Hard Skills: Welche fachlichen Fähigkeiten sind von besonderem Interesse?

Bei den gefragtesten fachlichen Kompetenzen dominiert Microsoft Office mit großem Abstand, gefolgt von allgemeinen EDV-Kenntnissen (etwa jede 41. Stellenanzeige) und Tabellenkalkulationsprogrammen (etwa jede 98. Stellenanzeige).

Bemerkenswert: Mit Java schafft es eine Programmiersprache auf Platz 4 der gefragtesten Hard Skills. Etwa jede 172. Stellenanzeige fordert diese Kompetenz. Das zeigt, dass Programmierkenntnisse längst nicht mehr nur in der IT-Branche gefragt sind. Selbst im Baugewerbe, der Energieversorgung und Finanzbranche sind Coding-Skills unter den Top 15 der gefragtesten fachlichen Kompetenzen. In Deutschland haben Programmiersprachen in diesen Branchen sogar schon die Top 5 erobert, ein Indiz dafür, dass die Digitalisierung dort schneller voranschreitet.

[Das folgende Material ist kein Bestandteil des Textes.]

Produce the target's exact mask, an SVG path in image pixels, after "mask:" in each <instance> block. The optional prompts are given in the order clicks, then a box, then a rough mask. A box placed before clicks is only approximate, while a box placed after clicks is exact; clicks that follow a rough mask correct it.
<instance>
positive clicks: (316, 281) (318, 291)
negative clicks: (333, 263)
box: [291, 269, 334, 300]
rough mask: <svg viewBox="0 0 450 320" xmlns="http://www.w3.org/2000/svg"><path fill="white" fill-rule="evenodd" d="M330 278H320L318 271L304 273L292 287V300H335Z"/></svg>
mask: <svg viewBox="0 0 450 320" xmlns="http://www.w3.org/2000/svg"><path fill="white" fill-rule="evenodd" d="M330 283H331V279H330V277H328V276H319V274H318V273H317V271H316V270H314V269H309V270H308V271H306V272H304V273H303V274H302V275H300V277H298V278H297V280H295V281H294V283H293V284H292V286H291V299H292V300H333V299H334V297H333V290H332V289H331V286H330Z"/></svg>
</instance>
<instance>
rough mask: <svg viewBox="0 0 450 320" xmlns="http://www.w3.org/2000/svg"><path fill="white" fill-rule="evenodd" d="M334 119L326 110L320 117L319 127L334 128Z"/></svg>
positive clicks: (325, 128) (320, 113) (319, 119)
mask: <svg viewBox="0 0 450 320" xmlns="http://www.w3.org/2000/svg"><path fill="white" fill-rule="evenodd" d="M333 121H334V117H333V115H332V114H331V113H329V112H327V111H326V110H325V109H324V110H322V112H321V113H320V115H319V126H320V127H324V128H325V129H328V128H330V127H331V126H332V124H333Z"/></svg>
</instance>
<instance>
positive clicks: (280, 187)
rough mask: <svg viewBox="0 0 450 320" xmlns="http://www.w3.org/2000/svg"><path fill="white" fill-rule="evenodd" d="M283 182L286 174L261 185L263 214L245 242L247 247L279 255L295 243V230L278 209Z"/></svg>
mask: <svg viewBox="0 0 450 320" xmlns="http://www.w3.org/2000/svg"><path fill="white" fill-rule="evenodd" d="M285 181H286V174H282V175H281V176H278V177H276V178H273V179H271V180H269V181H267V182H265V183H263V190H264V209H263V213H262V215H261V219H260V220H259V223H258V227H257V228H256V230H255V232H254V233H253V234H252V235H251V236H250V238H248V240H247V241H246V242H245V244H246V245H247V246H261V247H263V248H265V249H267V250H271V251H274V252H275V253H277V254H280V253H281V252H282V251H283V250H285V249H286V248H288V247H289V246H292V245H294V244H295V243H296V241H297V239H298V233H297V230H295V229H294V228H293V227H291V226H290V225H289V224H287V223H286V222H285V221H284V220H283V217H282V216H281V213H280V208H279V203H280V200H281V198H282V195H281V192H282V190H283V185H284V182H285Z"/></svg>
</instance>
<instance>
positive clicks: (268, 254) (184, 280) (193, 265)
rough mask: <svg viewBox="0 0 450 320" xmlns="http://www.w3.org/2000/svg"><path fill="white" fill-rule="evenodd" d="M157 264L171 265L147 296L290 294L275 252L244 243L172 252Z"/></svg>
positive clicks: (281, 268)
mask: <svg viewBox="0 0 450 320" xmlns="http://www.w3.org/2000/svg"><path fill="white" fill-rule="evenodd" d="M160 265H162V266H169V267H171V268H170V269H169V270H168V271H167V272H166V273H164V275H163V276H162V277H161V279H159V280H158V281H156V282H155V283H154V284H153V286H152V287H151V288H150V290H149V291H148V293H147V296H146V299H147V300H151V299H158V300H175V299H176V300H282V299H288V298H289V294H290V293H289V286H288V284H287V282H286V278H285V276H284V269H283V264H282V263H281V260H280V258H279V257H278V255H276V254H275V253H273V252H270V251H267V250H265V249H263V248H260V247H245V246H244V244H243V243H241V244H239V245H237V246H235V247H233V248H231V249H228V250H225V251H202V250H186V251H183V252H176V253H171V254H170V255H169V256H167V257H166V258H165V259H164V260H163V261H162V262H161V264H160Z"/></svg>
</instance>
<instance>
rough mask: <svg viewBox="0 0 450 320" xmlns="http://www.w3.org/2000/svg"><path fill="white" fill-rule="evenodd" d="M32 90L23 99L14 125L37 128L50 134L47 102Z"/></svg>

"Programmieren hält in allen Branchen Einzug. Es geht längst nicht mehr darum, Vollzeitentwickler zu werden", sagt Günter Essl, Berufsfeldforscher an der FH Technikum Wien. "Entscheidend ist, Routinen zu automatisieren und Daten souverän zu verstehen. Mit KI gewinnt das weiter an Bedeutung: Wer ChatGPT & Co. wirklich produktiv einsetzen will, profitiert von soliden Programmiergrundlagen - um eigene Lösungen zu bauen und Tools intelligent zu verbinden."

Kompetenzen rund um KI scheinen noch nicht gefragt

Obwohl Tools wie ChatGPT den Arbeitsalltag bereits verändern, erwähnen weniger als 1 Prozent der Stellenanzeigen explizite Kompetenzen rund um künstliche Intelligenz, zum Beispiel den Einsatz von maschinellem Lernen oder die Anwendung von Grundlagen der künstlichen Intelligenz.

Die bisher geringe Verbreitung liegt allerdings wohl auch an der im Rahmen der Studie eingesetzten Skill-Taxonomie "ESCO", die von der Europäischen Union herausgegeben und gewartet wird. "Fähigkeiten wie der Umgang mit ChatGPT oder anderen generativen AI-Tools sind in dieser Taxonomie noch nicht abgebildet und waren für uns daher im Rahmen dieser Studie nicht erfassbar", erklärt Simona Hübl, CEO von Nejo. "KI wird den Arbeitsmarkt nachhaltig verändern. Umso wichtiger ist es, genau zu wissen, was sich in welchem Tempo hier verändert", betont Hübl, die mit ihrem Team bereits an einer eigenen KI-Skill-Taxonomie für zukünftige Forschungsprojekte arbeitet.